The principal methodology used in these ratings was Global Paper and Forest Products Industry published in October 2013. Please see the Ratings Methodologies page on www.moodys.com for a copy of this methodology.
Norske Skogindustrier ASA, with headquarters in Oslo, Norway, is among the world’s leading newsprint and magazine producers with production in Europe and Australasia. During 2015 Norske Skog recorded sales of around NOK11.6 billion (approximately EUR1.23 billion).
REGULATORY DISCLOSURES
For ratings issued on a program, series or category/class of debt, this announcement provides certain regulatory disclosures in relation to each rating of a subsequently issued bond or note of the same series or category/class of debt or pursuant to a program for which the ratings are derived exclusively from existing ratings in accordance with Moody’s rating practices. For ratings issued on a support provider, this announcement provides certain regulatory disclosures in relation to the credit rating action on the support provider and in relation to each particular credit rating action for securities that derive their credit ratings from the support provider’s credit rating. For provisional ratings, this announcement provides certain regulatory disclosures in relation to the provisional rating assigned, and in relation to a definitive rating that may be assigned subsequent to the final issuance of the debt, in each case where the transaction structure and terms have not changed prior to the assignment of the definitive rating in a manner that would have affected the rating.

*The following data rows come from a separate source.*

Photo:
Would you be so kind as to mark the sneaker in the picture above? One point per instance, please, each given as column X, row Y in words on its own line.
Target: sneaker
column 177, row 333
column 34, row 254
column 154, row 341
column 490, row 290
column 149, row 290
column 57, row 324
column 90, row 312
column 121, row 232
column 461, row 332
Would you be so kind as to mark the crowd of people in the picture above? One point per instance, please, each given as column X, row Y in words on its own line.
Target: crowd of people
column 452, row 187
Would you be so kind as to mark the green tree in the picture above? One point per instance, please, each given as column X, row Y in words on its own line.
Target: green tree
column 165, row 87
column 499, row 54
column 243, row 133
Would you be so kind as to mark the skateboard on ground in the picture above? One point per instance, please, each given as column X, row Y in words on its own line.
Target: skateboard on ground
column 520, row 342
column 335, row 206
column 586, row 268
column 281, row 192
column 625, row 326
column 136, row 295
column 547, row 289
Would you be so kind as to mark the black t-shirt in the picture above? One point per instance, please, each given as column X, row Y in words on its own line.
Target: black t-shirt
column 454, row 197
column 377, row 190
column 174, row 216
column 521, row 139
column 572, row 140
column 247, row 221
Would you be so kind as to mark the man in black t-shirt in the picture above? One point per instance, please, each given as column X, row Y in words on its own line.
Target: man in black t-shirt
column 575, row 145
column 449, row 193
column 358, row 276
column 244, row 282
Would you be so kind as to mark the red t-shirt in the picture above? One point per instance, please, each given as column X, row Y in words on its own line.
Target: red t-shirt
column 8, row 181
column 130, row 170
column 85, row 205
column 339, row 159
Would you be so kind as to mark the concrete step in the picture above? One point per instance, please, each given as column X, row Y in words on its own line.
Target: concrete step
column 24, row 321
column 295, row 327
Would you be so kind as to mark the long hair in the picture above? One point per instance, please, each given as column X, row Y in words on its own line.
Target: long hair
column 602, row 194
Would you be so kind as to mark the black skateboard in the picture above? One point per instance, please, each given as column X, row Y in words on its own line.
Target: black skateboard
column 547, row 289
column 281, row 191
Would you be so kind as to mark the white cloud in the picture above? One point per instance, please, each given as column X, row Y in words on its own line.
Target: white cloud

For any affected securities or rated entities receiving direct credit support from the primary entity(ies) of this credit rating action, and whose ratings may change as a result of this credit rating action, the associated regulatory disclosures will be those of the guarantor entity. Exceptions to this approach exist for the following disclosures, if applicable to jurisdiction: Ancillary Services, Disclosure to rated entity, Disclosure from rated entity.